PDFsharp & MigraDoc Foundation
http://forum.pdfsharp.com/

Merging PDFDocument data objects (not Pdfs written to fs)
http://forum.pdfsharp.com/viewtopic.php?f=2&t=3952
Page 1 of 1

Author:  PAquaticus [ Wed May 08, 2019 11:24 am ]
Post subject:  Merging PDFDocument data objects (not Pdfs written to fs)

Hello everyone,

I work with an array of PDFDocuments
Code:
PdfDocument[] results;
.
Is there a way to merge this array of documents to one big PDFDocument without writing it to the disk?

I have already tried to create an array of pages and add them to a document but I can't because they must belong to a document.
I already searched in the web and went over these solutions which did not help me because I do not want to write the PDF to disk before merging them.

http://www.pdfsharp.net/wiki/Concatenat ... ample.ashx
http://pdfsharp.com/PDFsharp/index.php% ... temid%3D60
http://pdfsharp.net/wiki/CombineDocuments-sample.ashx

I work with version 1.51.5185-beta

Cheers and thanks for the help

Author:  Thomas Hoevel [ Wed May 08, 2019 12:41 pm ]
Post subject:  Re: Merging PDFDocument data objects (not Pdfs written to fs

You can write the PDFs to MemoryStream objects if you do not want to write them to disk.

Author:  PAquaticus [ Wed May 08, 2019 3:34 pm ]
Post subject:  Re: Merging PDFDocument data objects (not Pdfs written to fs

But then I would have to write all pdfs to memory stream just to afterwards read them again. Is there no way to use PDFDocuments directly? I have to work with massive amounts of PDF's and being time efficient is very important for my project.

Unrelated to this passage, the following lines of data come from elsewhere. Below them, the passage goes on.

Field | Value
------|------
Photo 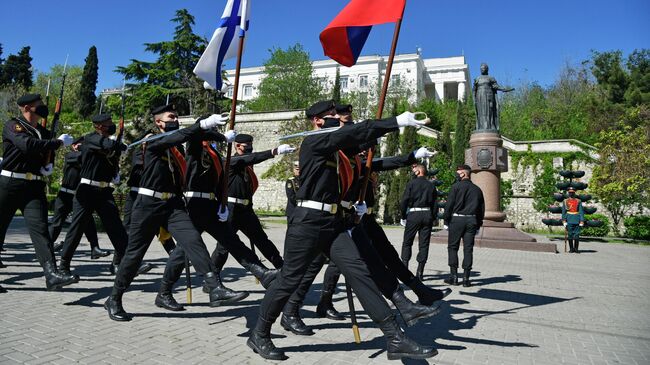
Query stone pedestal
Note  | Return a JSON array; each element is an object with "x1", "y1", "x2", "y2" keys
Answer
[{"x1": 431, "y1": 131, "x2": 556, "y2": 253}]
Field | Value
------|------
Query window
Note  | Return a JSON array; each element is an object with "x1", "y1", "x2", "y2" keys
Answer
[
  {"x1": 243, "y1": 84, "x2": 253, "y2": 97},
  {"x1": 340, "y1": 76, "x2": 349, "y2": 90},
  {"x1": 359, "y1": 74, "x2": 368, "y2": 88},
  {"x1": 226, "y1": 86, "x2": 234, "y2": 98},
  {"x1": 391, "y1": 74, "x2": 401, "y2": 86}
]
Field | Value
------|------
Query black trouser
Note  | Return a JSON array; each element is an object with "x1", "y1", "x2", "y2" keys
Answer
[
  {"x1": 163, "y1": 198, "x2": 264, "y2": 285},
  {"x1": 0, "y1": 176, "x2": 55, "y2": 267},
  {"x1": 60, "y1": 184, "x2": 126, "y2": 263},
  {"x1": 401, "y1": 211, "x2": 433, "y2": 264},
  {"x1": 363, "y1": 214, "x2": 416, "y2": 284},
  {"x1": 122, "y1": 189, "x2": 138, "y2": 234},
  {"x1": 49, "y1": 191, "x2": 99, "y2": 248},
  {"x1": 259, "y1": 207, "x2": 393, "y2": 324},
  {"x1": 212, "y1": 203, "x2": 283, "y2": 270},
  {"x1": 447, "y1": 216, "x2": 478, "y2": 270},
  {"x1": 112, "y1": 195, "x2": 219, "y2": 295}
]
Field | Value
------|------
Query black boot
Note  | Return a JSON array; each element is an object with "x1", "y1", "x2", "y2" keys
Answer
[
  {"x1": 379, "y1": 315, "x2": 438, "y2": 360},
  {"x1": 104, "y1": 293, "x2": 132, "y2": 321},
  {"x1": 568, "y1": 239, "x2": 575, "y2": 253},
  {"x1": 90, "y1": 245, "x2": 111, "y2": 260},
  {"x1": 58, "y1": 259, "x2": 80, "y2": 283},
  {"x1": 204, "y1": 272, "x2": 249, "y2": 307},
  {"x1": 43, "y1": 261, "x2": 78, "y2": 290},
  {"x1": 0, "y1": 284, "x2": 6, "y2": 293},
  {"x1": 52, "y1": 241, "x2": 64, "y2": 252},
  {"x1": 280, "y1": 301, "x2": 314, "y2": 336},
  {"x1": 109, "y1": 261, "x2": 153, "y2": 276},
  {"x1": 247, "y1": 317, "x2": 288, "y2": 361},
  {"x1": 443, "y1": 268, "x2": 459, "y2": 286},
  {"x1": 391, "y1": 288, "x2": 440, "y2": 327},
  {"x1": 574, "y1": 239, "x2": 580, "y2": 253},
  {"x1": 316, "y1": 290, "x2": 345, "y2": 321},
  {"x1": 407, "y1": 277, "x2": 452, "y2": 306},
  {"x1": 416, "y1": 262, "x2": 425, "y2": 281},
  {"x1": 246, "y1": 263, "x2": 279, "y2": 289},
  {"x1": 462, "y1": 270, "x2": 472, "y2": 287},
  {"x1": 155, "y1": 280, "x2": 185, "y2": 311}
]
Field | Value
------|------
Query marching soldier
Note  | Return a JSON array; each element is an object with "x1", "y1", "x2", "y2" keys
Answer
[
  {"x1": 49, "y1": 137, "x2": 110, "y2": 259},
  {"x1": 58, "y1": 114, "x2": 131, "y2": 278},
  {"x1": 443, "y1": 165, "x2": 485, "y2": 287},
  {"x1": 562, "y1": 186, "x2": 584, "y2": 253},
  {"x1": 247, "y1": 100, "x2": 437, "y2": 361},
  {"x1": 400, "y1": 164, "x2": 437, "y2": 281},
  {"x1": 104, "y1": 105, "x2": 254, "y2": 321},
  {"x1": 211, "y1": 134, "x2": 289, "y2": 273},
  {"x1": 0, "y1": 93, "x2": 77, "y2": 289}
]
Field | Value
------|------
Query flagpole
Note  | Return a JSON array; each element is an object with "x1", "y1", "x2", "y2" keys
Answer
[{"x1": 356, "y1": 3, "x2": 406, "y2": 211}]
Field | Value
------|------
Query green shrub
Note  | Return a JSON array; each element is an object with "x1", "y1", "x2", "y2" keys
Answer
[
  {"x1": 582, "y1": 213, "x2": 610, "y2": 237},
  {"x1": 624, "y1": 215, "x2": 650, "y2": 240}
]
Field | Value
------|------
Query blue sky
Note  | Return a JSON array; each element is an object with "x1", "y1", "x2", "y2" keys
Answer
[{"x1": 2, "y1": 0, "x2": 648, "y2": 93}]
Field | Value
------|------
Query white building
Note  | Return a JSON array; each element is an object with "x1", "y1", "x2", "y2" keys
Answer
[{"x1": 224, "y1": 53, "x2": 470, "y2": 104}]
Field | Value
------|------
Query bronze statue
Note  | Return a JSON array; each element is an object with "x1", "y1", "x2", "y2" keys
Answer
[{"x1": 473, "y1": 63, "x2": 514, "y2": 132}]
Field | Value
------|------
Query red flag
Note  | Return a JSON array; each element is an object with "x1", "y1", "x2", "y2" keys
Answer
[{"x1": 320, "y1": 0, "x2": 406, "y2": 67}]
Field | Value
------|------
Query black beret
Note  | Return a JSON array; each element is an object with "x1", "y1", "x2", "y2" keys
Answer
[
  {"x1": 72, "y1": 136, "x2": 85, "y2": 145},
  {"x1": 150, "y1": 104, "x2": 176, "y2": 116},
  {"x1": 335, "y1": 103, "x2": 353, "y2": 114},
  {"x1": 306, "y1": 100, "x2": 335, "y2": 119},
  {"x1": 17, "y1": 93, "x2": 42, "y2": 106},
  {"x1": 456, "y1": 164, "x2": 472, "y2": 171},
  {"x1": 91, "y1": 113, "x2": 112, "y2": 123},
  {"x1": 234, "y1": 134, "x2": 253, "y2": 143}
]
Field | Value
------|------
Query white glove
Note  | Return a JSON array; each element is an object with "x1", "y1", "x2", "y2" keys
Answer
[
  {"x1": 200, "y1": 114, "x2": 228, "y2": 129},
  {"x1": 217, "y1": 205, "x2": 229, "y2": 222},
  {"x1": 347, "y1": 228, "x2": 354, "y2": 237},
  {"x1": 224, "y1": 130, "x2": 237, "y2": 143},
  {"x1": 353, "y1": 202, "x2": 367, "y2": 217},
  {"x1": 276, "y1": 144, "x2": 296, "y2": 155},
  {"x1": 109, "y1": 135, "x2": 117, "y2": 141},
  {"x1": 112, "y1": 175, "x2": 120, "y2": 184},
  {"x1": 400, "y1": 219, "x2": 407, "y2": 227},
  {"x1": 58, "y1": 134, "x2": 73, "y2": 146},
  {"x1": 396, "y1": 112, "x2": 426, "y2": 128},
  {"x1": 444, "y1": 224, "x2": 449, "y2": 231},
  {"x1": 40, "y1": 163, "x2": 54, "y2": 176},
  {"x1": 563, "y1": 221, "x2": 567, "y2": 227},
  {"x1": 579, "y1": 222, "x2": 584, "y2": 227},
  {"x1": 414, "y1": 147, "x2": 437, "y2": 159}
]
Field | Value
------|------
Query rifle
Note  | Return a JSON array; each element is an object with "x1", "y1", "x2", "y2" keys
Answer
[
  {"x1": 113, "y1": 79, "x2": 126, "y2": 178},
  {"x1": 345, "y1": 281, "x2": 361, "y2": 344},
  {"x1": 41, "y1": 78, "x2": 51, "y2": 129},
  {"x1": 44, "y1": 55, "x2": 69, "y2": 166}
]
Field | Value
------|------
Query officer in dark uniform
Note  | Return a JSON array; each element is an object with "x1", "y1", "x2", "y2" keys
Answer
[
  {"x1": 247, "y1": 100, "x2": 437, "y2": 361},
  {"x1": 443, "y1": 164, "x2": 485, "y2": 287},
  {"x1": 157, "y1": 118, "x2": 280, "y2": 311},
  {"x1": 400, "y1": 164, "x2": 437, "y2": 280},
  {"x1": 105, "y1": 105, "x2": 250, "y2": 321},
  {"x1": 562, "y1": 186, "x2": 584, "y2": 253},
  {"x1": 58, "y1": 114, "x2": 130, "y2": 278},
  {"x1": 210, "y1": 134, "x2": 292, "y2": 272},
  {"x1": 49, "y1": 137, "x2": 109, "y2": 259},
  {"x1": 0, "y1": 93, "x2": 77, "y2": 289}
]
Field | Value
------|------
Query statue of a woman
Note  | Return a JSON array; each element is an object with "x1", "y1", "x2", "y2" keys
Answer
[{"x1": 473, "y1": 63, "x2": 514, "y2": 132}]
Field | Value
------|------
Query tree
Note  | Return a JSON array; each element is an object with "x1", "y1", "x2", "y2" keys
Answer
[
  {"x1": 77, "y1": 46, "x2": 99, "y2": 118},
  {"x1": 452, "y1": 101, "x2": 471, "y2": 166},
  {"x1": 246, "y1": 44, "x2": 323, "y2": 112},
  {"x1": 625, "y1": 49, "x2": 650, "y2": 106},
  {"x1": 331, "y1": 66, "x2": 341, "y2": 103},
  {"x1": 590, "y1": 50, "x2": 629, "y2": 104},
  {"x1": 0, "y1": 46, "x2": 33, "y2": 89}
]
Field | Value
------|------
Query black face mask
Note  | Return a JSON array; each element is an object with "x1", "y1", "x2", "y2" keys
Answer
[
  {"x1": 243, "y1": 146, "x2": 254, "y2": 154},
  {"x1": 163, "y1": 121, "x2": 179, "y2": 132},
  {"x1": 106, "y1": 125, "x2": 117, "y2": 135},
  {"x1": 343, "y1": 121, "x2": 354, "y2": 127},
  {"x1": 455, "y1": 173, "x2": 462, "y2": 181},
  {"x1": 34, "y1": 105, "x2": 49, "y2": 118},
  {"x1": 322, "y1": 117, "x2": 340, "y2": 129}
]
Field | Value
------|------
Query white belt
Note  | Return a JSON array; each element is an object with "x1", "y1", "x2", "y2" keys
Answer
[
  {"x1": 227, "y1": 197, "x2": 250, "y2": 206},
  {"x1": 130, "y1": 187, "x2": 139, "y2": 192},
  {"x1": 138, "y1": 188, "x2": 176, "y2": 200},
  {"x1": 185, "y1": 191, "x2": 216, "y2": 200},
  {"x1": 297, "y1": 200, "x2": 338, "y2": 214},
  {"x1": 453, "y1": 213, "x2": 475, "y2": 217},
  {"x1": 80, "y1": 178, "x2": 111, "y2": 188},
  {"x1": 340, "y1": 200, "x2": 353, "y2": 209},
  {"x1": 1, "y1": 170, "x2": 43, "y2": 181},
  {"x1": 408, "y1": 207, "x2": 430, "y2": 213},
  {"x1": 59, "y1": 187, "x2": 76, "y2": 194}
]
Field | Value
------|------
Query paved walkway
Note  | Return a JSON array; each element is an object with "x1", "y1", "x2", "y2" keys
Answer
[{"x1": 1, "y1": 218, "x2": 649, "y2": 364}]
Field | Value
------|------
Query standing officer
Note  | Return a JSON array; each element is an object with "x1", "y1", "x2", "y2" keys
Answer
[
  {"x1": 443, "y1": 165, "x2": 485, "y2": 287},
  {"x1": 562, "y1": 186, "x2": 584, "y2": 253},
  {"x1": 0, "y1": 93, "x2": 77, "y2": 289},
  {"x1": 105, "y1": 105, "x2": 241, "y2": 321},
  {"x1": 211, "y1": 134, "x2": 289, "y2": 273},
  {"x1": 58, "y1": 114, "x2": 130, "y2": 277},
  {"x1": 400, "y1": 164, "x2": 437, "y2": 281},
  {"x1": 49, "y1": 137, "x2": 109, "y2": 259},
  {"x1": 247, "y1": 100, "x2": 437, "y2": 361}
]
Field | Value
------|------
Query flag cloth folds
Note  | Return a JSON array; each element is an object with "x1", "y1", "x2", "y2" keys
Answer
[
  {"x1": 320, "y1": 0, "x2": 405, "y2": 67},
  {"x1": 194, "y1": 0, "x2": 250, "y2": 91}
]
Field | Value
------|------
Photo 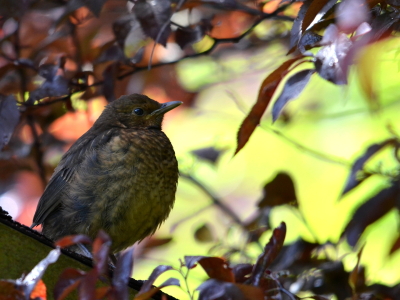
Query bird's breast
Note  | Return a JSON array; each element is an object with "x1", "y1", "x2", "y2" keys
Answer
[{"x1": 85, "y1": 129, "x2": 178, "y2": 251}]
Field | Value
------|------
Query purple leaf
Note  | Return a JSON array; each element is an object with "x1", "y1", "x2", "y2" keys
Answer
[
  {"x1": 184, "y1": 256, "x2": 207, "y2": 269},
  {"x1": 54, "y1": 268, "x2": 86, "y2": 300},
  {"x1": 112, "y1": 247, "x2": 134, "y2": 300},
  {"x1": 137, "y1": 265, "x2": 174, "y2": 295},
  {"x1": 343, "y1": 182, "x2": 399, "y2": 247},
  {"x1": 341, "y1": 139, "x2": 396, "y2": 195},
  {"x1": 289, "y1": 0, "x2": 312, "y2": 50},
  {"x1": 197, "y1": 279, "x2": 245, "y2": 300},
  {"x1": 0, "y1": 95, "x2": 19, "y2": 151},
  {"x1": 314, "y1": 24, "x2": 352, "y2": 85},
  {"x1": 272, "y1": 69, "x2": 315, "y2": 122},
  {"x1": 133, "y1": 0, "x2": 172, "y2": 46}
]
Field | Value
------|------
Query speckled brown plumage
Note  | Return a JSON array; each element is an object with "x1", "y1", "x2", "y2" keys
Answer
[{"x1": 32, "y1": 94, "x2": 181, "y2": 253}]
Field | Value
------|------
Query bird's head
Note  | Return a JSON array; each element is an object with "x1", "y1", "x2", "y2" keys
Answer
[{"x1": 96, "y1": 94, "x2": 182, "y2": 130}]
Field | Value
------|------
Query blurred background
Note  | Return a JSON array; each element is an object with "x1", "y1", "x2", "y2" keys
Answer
[{"x1": 1, "y1": 0, "x2": 400, "y2": 299}]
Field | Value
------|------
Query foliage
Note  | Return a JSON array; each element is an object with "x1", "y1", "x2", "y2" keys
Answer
[{"x1": 1, "y1": 0, "x2": 400, "y2": 299}]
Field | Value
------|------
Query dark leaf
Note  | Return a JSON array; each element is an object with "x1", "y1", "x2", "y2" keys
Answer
[
  {"x1": 235, "y1": 56, "x2": 303, "y2": 154},
  {"x1": 23, "y1": 248, "x2": 61, "y2": 297},
  {"x1": 343, "y1": 182, "x2": 400, "y2": 247},
  {"x1": 298, "y1": 31, "x2": 322, "y2": 53},
  {"x1": 194, "y1": 224, "x2": 215, "y2": 243},
  {"x1": 314, "y1": 24, "x2": 352, "y2": 85},
  {"x1": 232, "y1": 264, "x2": 253, "y2": 283},
  {"x1": 54, "y1": 268, "x2": 86, "y2": 300},
  {"x1": 301, "y1": 0, "x2": 337, "y2": 32},
  {"x1": 175, "y1": 19, "x2": 212, "y2": 49},
  {"x1": 390, "y1": 236, "x2": 400, "y2": 255},
  {"x1": 272, "y1": 69, "x2": 315, "y2": 122},
  {"x1": 70, "y1": 0, "x2": 107, "y2": 17},
  {"x1": 289, "y1": 0, "x2": 312, "y2": 50},
  {"x1": 134, "y1": 277, "x2": 179, "y2": 300},
  {"x1": 235, "y1": 283, "x2": 264, "y2": 300},
  {"x1": 142, "y1": 237, "x2": 173, "y2": 251},
  {"x1": 248, "y1": 222, "x2": 286, "y2": 287},
  {"x1": 197, "y1": 257, "x2": 235, "y2": 282},
  {"x1": 0, "y1": 281, "x2": 25, "y2": 300},
  {"x1": 78, "y1": 268, "x2": 98, "y2": 300},
  {"x1": 197, "y1": 279, "x2": 245, "y2": 300},
  {"x1": 258, "y1": 172, "x2": 297, "y2": 208},
  {"x1": 96, "y1": 43, "x2": 126, "y2": 64},
  {"x1": 184, "y1": 256, "x2": 206, "y2": 269},
  {"x1": 28, "y1": 75, "x2": 69, "y2": 104},
  {"x1": 55, "y1": 234, "x2": 92, "y2": 248},
  {"x1": 112, "y1": 247, "x2": 134, "y2": 300},
  {"x1": 92, "y1": 230, "x2": 111, "y2": 274},
  {"x1": 192, "y1": 147, "x2": 223, "y2": 164},
  {"x1": 137, "y1": 265, "x2": 174, "y2": 295},
  {"x1": 341, "y1": 139, "x2": 396, "y2": 195},
  {"x1": 113, "y1": 16, "x2": 134, "y2": 49},
  {"x1": 102, "y1": 63, "x2": 117, "y2": 102},
  {"x1": 133, "y1": 0, "x2": 172, "y2": 46},
  {"x1": 349, "y1": 245, "x2": 366, "y2": 293},
  {"x1": 0, "y1": 0, "x2": 30, "y2": 18},
  {"x1": 0, "y1": 95, "x2": 19, "y2": 151}
]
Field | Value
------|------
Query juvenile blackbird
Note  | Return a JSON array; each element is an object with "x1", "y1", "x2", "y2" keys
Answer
[{"x1": 32, "y1": 94, "x2": 181, "y2": 253}]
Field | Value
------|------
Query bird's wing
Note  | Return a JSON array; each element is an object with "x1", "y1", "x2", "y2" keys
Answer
[{"x1": 31, "y1": 128, "x2": 117, "y2": 227}]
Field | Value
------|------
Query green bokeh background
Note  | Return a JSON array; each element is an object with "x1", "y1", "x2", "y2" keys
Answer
[{"x1": 132, "y1": 37, "x2": 400, "y2": 299}]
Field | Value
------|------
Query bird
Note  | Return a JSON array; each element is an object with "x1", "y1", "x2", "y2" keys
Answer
[{"x1": 31, "y1": 94, "x2": 181, "y2": 254}]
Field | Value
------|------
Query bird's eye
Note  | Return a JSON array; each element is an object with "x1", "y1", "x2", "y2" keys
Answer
[{"x1": 133, "y1": 108, "x2": 144, "y2": 116}]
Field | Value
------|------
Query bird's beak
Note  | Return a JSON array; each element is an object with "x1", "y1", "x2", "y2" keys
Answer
[{"x1": 149, "y1": 101, "x2": 183, "y2": 117}]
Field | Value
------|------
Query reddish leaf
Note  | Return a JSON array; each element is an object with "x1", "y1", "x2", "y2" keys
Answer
[
  {"x1": 0, "y1": 281, "x2": 25, "y2": 300},
  {"x1": 112, "y1": 247, "x2": 134, "y2": 300},
  {"x1": 232, "y1": 264, "x2": 253, "y2": 283},
  {"x1": 78, "y1": 269, "x2": 98, "y2": 300},
  {"x1": 341, "y1": 139, "x2": 396, "y2": 196},
  {"x1": 55, "y1": 235, "x2": 92, "y2": 248},
  {"x1": 349, "y1": 245, "x2": 366, "y2": 293},
  {"x1": 235, "y1": 56, "x2": 303, "y2": 154},
  {"x1": 92, "y1": 230, "x2": 112, "y2": 274},
  {"x1": 235, "y1": 283, "x2": 264, "y2": 300},
  {"x1": 248, "y1": 222, "x2": 286, "y2": 287},
  {"x1": 389, "y1": 236, "x2": 400, "y2": 255},
  {"x1": 258, "y1": 172, "x2": 298, "y2": 208},
  {"x1": 272, "y1": 69, "x2": 315, "y2": 122},
  {"x1": 54, "y1": 268, "x2": 86, "y2": 300},
  {"x1": 133, "y1": 0, "x2": 172, "y2": 46},
  {"x1": 0, "y1": 94, "x2": 19, "y2": 151},
  {"x1": 137, "y1": 265, "x2": 174, "y2": 296},
  {"x1": 30, "y1": 279, "x2": 46, "y2": 300},
  {"x1": 197, "y1": 257, "x2": 235, "y2": 283},
  {"x1": 301, "y1": 0, "x2": 337, "y2": 32},
  {"x1": 343, "y1": 182, "x2": 399, "y2": 247}
]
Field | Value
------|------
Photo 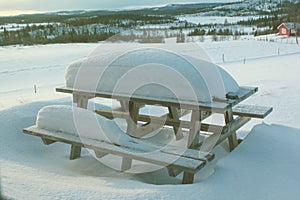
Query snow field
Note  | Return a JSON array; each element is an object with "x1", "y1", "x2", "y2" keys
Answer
[{"x1": 1, "y1": 39, "x2": 300, "y2": 199}]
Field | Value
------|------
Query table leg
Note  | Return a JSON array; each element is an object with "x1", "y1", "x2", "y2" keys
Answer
[
  {"x1": 76, "y1": 94, "x2": 89, "y2": 109},
  {"x1": 121, "y1": 157, "x2": 132, "y2": 171},
  {"x1": 168, "y1": 106, "x2": 184, "y2": 140},
  {"x1": 182, "y1": 172, "x2": 195, "y2": 184},
  {"x1": 70, "y1": 145, "x2": 82, "y2": 160},
  {"x1": 70, "y1": 94, "x2": 91, "y2": 159},
  {"x1": 225, "y1": 109, "x2": 239, "y2": 151},
  {"x1": 126, "y1": 101, "x2": 140, "y2": 137},
  {"x1": 188, "y1": 110, "x2": 201, "y2": 149},
  {"x1": 119, "y1": 100, "x2": 129, "y2": 112}
]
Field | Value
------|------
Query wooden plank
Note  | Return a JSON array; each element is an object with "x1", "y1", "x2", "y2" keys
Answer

Author:  Thomas Hoevel [ Wed May 08, 2019 4:42 pm ]
Post subject:  Re: Merging PDFDocument data objects (not Pdfs written to fs

PAquaticus wrote:
Is there no way to use PDFDocuments directly?
Why do you create multiple files in the first place? Simply create one big file right from the start.

Author:  PAquaticus [ Mon May 13, 2019 8:39 am ]
Post subject:  Re: Merging PDFDocument data objects (not Pdfs written to fs

Thomas Hoevel wrote:
PAquaticus wrote:
Is there no way to use PDFDocuments directly?
Why do you create multiple files in the first place? Simply create one big file right from the start.


Because I want to create up to a million pdf's in as little time as possible for a project I am working on. I have time restrictions so I have to make use of everything I can. Therefore I create the pdf's in parallel. But writing every single one to the disk does bottleneck. My Nvme can handle many iop's but I read in other posts in this forum that Pdfsharp is not threadsafe which still appears to be true in my case. So I would like to concatenate them and write them as one big file.

Author:  Thomas Hoevel [ Mon May 13, 2019 4:06 pm ]
Post subject:  Re: Merging PDFDocument data objects (not Pdfs written to fs

PAquaticus wrote:
My Nvme can handle many iop's but I read in other posts in this forum that Pdfsharp is not threadsafe which still appears to be true in my case.
Sounds as if you are not sure whether PDFsharp is threadsafe.
AFAIK the only issues are with font handling - and there are known workarounds. Posts about version 1.32 and older can be outdated.

Author:  pdfuser1 [ Fri Nov 15, 2019 5:39 am ]
Post subject:  Re: Merging PDFDocument data objects (not Pdfs written to fs

Thomas Hoevel wrote:
Why do you create multiple files in the first place? Simply create one big file right from the start.

Hi,

I have a similar use case. Say, I have 100 transactions to generate receipts for. I create multiple one-page files and place them into individual folders (say, C:\receipts\1\receipt.pdf, C:\receipts\2\receipt.pdf, ... C:\receipts\99\receipt.pdf, C:\receipts\100\receipt.pdf). But I also need to create one large batch file that contains all of the 100 individual one-page receipts.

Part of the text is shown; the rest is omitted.